Thank you in advance for your answer

Those look like simple power symbols, but they are not from KiCad. In KiCad the power symbols have an arrow in them:

It is very easy though to modify the look of a symbol, just hover over it, press [Ctrl + e] to load it in the symbol editor, change what you want and then close the symbol editor again. KiCad will then prompt you whether you want to update the schematic with your modified symbol. (To do it properly, some library management is also needed).

Another common method to cleanup the schematic is to put all “miscellaneous stuff” onto a separate hierarchical sheet. Below I show such a sheet. It has the voltage regulators, decoupling capacitors, spark gaps, and other small miscellaneous things. This leaves the main schematic sheet for all the “interesting” stuff.

To supplement Paul’s anwser. My own ‘religion’ dictates the use of hierarchial labels and busses between the sheets avoid placing actual components in the root sheet itself. This is ofcourse more of a guide line than actual rule. The most smallest designs I just draw in the root schematic.

I use graphical elements to draw things like RJ12 connectors and screw terminals.

I personally think it adds something to readability. In the blink of an eye I can see where the I2C bus goes and what stuff is connected to the bus.

I do sometimes take it to the extreme by even trying to place the sheets in the spots of where I want to eventually place the components. Especially for the connectors this matters to me.
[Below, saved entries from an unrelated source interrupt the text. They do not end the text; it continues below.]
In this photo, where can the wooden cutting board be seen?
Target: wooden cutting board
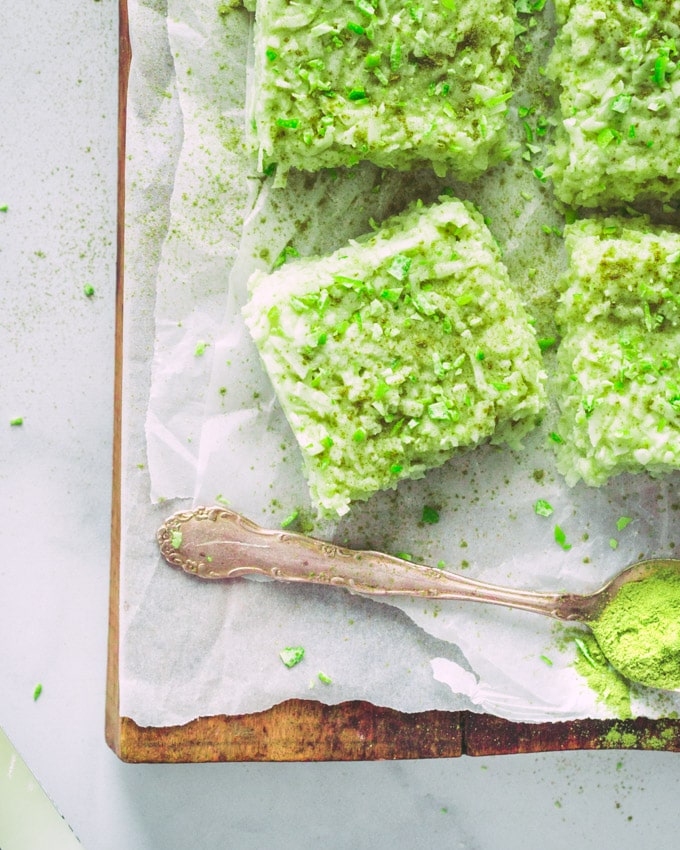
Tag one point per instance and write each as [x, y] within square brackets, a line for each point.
[305, 730]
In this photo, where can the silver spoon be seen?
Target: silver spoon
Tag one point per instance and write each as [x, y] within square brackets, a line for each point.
[218, 543]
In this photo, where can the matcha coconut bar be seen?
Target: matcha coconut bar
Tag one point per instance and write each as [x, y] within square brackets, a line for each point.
[395, 351]
[398, 84]
[619, 366]
[616, 62]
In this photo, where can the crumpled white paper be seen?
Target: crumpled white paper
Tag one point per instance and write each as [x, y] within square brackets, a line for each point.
[214, 432]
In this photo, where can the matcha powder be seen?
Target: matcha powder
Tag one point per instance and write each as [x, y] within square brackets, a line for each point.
[639, 630]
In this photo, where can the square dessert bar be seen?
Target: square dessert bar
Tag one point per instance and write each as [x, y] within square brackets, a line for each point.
[398, 84]
[397, 350]
[616, 62]
[619, 359]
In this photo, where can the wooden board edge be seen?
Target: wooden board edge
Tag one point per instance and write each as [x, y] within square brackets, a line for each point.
[485, 735]
[112, 712]
[303, 730]
[299, 731]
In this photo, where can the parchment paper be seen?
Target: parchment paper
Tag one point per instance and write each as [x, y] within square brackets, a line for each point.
[198, 221]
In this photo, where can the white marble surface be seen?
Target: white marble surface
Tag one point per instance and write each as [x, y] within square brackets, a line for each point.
[57, 176]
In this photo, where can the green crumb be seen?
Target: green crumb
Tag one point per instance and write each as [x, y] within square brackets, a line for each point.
[290, 519]
[543, 508]
[430, 515]
[561, 538]
[292, 655]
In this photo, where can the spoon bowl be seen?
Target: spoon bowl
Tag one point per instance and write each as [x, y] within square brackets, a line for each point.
[218, 543]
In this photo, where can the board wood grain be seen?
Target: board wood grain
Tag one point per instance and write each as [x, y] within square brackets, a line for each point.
[305, 730]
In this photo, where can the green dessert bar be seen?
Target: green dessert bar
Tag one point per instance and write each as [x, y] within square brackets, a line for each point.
[395, 84]
[396, 350]
[619, 359]
[616, 62]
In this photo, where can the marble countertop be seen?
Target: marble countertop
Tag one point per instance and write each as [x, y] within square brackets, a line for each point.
[58, 89]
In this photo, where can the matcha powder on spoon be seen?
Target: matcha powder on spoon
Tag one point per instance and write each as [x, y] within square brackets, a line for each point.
[639, 630]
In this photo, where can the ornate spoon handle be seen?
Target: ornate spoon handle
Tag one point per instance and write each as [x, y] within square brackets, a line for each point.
[217, 543]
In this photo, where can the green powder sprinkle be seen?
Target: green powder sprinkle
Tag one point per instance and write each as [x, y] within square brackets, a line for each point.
[290, 519]
[430, 515]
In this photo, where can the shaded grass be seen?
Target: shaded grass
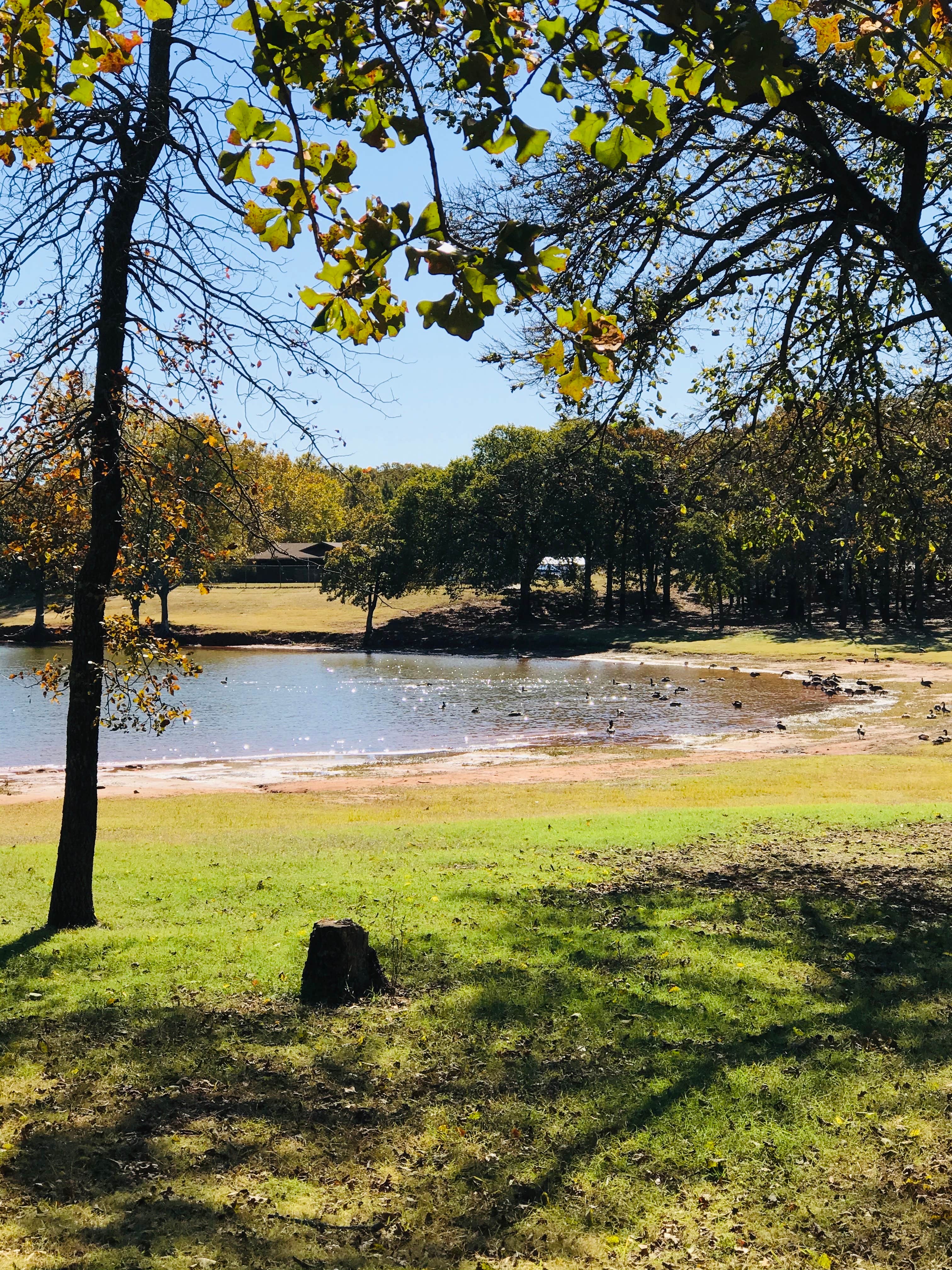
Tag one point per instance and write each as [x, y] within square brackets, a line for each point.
[627, 1037]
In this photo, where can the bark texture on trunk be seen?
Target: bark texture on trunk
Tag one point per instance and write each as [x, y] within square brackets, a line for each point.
[369, 625]
[71, 898]
[526, 599]
[164, 629]
[40, 604]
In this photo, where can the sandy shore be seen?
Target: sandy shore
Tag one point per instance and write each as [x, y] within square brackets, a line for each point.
[890, 723]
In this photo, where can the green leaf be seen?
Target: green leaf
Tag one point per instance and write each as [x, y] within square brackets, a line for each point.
[655, 43]
[336, 272]
[782, 11]
[589, 124]
[496, 146]
[82, 92]
[427, 224]
[574, 384]
[554, 258]
[277, 234]
[84, 65]
[554, 359]
[246, 118]
[532, 141]
[110, 14]
[899, 101]
[610, 153]
[554, 86]
[407, 129]
[235, 167]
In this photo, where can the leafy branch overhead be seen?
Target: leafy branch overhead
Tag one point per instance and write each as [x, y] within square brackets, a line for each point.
[403, 72]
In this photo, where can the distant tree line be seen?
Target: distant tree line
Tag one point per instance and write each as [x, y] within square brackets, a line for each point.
[814, 515]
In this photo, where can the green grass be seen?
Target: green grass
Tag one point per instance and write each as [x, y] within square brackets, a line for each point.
[663, 1032]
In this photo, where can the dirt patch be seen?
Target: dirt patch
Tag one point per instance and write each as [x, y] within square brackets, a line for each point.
[907, 869]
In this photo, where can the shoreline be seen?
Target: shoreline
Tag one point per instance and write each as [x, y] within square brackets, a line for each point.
[830, 729]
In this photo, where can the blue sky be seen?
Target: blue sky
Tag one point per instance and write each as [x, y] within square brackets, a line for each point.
[433, 394]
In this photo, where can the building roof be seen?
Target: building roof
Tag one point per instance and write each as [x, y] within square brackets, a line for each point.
[295, 553]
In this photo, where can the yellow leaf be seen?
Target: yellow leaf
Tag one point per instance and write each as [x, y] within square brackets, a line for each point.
[155, 9]
[574, 384]
[827, 31]
[554, 359]
[782, 11]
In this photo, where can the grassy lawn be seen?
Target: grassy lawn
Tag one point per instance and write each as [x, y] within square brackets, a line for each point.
[700, 1023]
[258, 608]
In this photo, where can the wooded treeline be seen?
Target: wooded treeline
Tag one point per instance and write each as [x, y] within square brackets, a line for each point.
[812, 516]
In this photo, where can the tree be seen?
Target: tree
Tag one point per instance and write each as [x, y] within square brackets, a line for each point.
[706, 559]
[184, 507]
[733, 148]
[46, 516]
[374, 563]
[304, 501]
[112, 219]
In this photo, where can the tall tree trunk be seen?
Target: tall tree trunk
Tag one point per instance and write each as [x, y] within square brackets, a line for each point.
[38, 632]
[71, 898]
[526, 598]
[884, 596]
[845, 591]
[369, 625]
[164, 629]
[624, 573]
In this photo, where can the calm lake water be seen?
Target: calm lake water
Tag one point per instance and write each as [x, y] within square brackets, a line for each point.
[269, 701]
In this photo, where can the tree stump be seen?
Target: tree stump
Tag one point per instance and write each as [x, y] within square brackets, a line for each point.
[341, 966]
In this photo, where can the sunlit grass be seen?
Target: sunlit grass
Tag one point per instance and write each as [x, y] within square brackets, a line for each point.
[680, 1036]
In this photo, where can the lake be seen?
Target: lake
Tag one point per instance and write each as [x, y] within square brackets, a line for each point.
[257, 701]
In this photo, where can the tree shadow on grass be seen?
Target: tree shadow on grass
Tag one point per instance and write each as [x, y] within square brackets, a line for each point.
[526, 1103]
[25, 944]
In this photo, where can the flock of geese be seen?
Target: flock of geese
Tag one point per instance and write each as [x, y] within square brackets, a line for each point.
[666, 685]
[830, 685]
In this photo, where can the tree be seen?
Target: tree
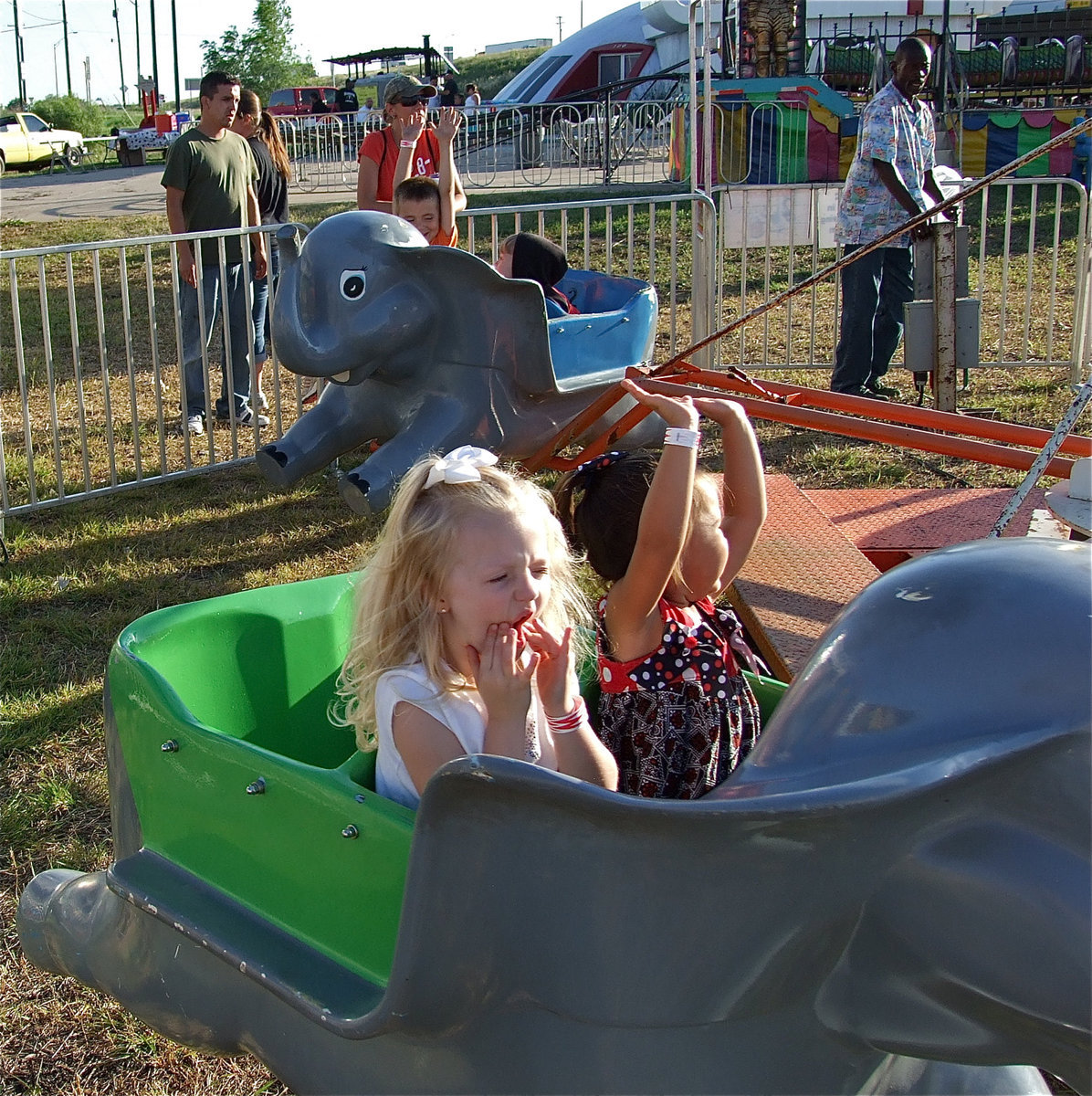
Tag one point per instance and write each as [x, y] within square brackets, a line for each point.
[264, 58]
[67, 112]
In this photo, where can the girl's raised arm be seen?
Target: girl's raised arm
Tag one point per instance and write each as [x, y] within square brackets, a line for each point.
[632, 602]
[744, 493]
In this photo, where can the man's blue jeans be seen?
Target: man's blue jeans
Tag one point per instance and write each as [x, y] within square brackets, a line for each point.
[261, 304]
[234, 300]
[874, 290]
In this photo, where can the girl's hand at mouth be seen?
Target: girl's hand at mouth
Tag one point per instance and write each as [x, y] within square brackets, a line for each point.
[504, 679]
[559, 688]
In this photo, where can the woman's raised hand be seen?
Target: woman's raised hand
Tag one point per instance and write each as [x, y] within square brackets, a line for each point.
[723, 412]
[448, 123]
[675, 410]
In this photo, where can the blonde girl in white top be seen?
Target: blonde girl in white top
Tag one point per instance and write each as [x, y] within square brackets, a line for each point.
[464, 634]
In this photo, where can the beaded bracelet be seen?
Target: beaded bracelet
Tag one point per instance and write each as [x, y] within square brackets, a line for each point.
[679, 436]
[564, 724]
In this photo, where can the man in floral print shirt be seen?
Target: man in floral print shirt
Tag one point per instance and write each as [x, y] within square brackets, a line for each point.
[887, 184]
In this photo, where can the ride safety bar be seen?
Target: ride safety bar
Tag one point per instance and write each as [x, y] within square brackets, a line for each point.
[912, 427]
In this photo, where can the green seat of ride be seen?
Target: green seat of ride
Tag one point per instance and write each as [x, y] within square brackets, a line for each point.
[218, 724]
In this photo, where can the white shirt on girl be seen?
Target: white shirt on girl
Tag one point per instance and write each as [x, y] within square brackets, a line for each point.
[462, 712]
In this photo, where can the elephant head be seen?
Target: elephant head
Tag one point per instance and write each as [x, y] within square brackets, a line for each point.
[345, 305]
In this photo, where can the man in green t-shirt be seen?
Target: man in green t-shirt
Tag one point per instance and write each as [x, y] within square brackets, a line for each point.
[209, 181]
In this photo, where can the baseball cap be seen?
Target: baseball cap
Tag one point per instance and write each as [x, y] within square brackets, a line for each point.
[400, 86]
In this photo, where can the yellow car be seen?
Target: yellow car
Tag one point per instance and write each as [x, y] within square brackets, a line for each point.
[26, 141]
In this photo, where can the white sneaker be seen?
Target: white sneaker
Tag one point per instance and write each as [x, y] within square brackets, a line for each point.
[247, 416]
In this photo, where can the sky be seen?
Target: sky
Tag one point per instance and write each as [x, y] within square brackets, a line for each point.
[345, 26]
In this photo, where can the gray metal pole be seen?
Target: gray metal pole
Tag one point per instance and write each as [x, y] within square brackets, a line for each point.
[944, 315]
[68, 66]
[1062, 432]
[20, 86]
[174, 43]
[136, 20]
[121, 64]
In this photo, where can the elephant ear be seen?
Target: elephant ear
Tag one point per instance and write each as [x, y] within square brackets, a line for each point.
[488, 321]
[974, 948]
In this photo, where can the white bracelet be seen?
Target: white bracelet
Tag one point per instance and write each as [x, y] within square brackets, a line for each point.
[679, 436]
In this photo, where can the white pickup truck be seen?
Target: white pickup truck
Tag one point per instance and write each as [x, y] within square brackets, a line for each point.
[27, 142]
For my very latest design I even made special symbols just for the connectors. I can now import a purely symbolic RJ12 symbol, a barrel jack and a screwterminal (which are all excluded from the board).

Besides looking pritty (im my opinion :wink: ) it serves several other purposes. It does go beyond what you are asking tho…

My main aim next to readability is reusability. I once dumped “my best possible work flow” Best possible workflow on this forum. It goes about not just reusing sheets, but reusing parts of boards as well.

I also do a lot of SMT assembly. So all the symbols in my sheets already have correct footprints and vendor part numbers. Therefor I don’t have to copy paste symbols to my own personal libraries in order to fix that.

I often face repetetive circuitry. Groups of footprints which has to be duplicated 16 times. With schematic sheets I only have the schematic of one of those 16 circuits. Than I can copy paste the sheets.

And doing this also allow me to use replicate layout plugin. Besides making just one schematic, I also can place and route just one of the 16 groups and let the plugin place and route the remaining 15 for me.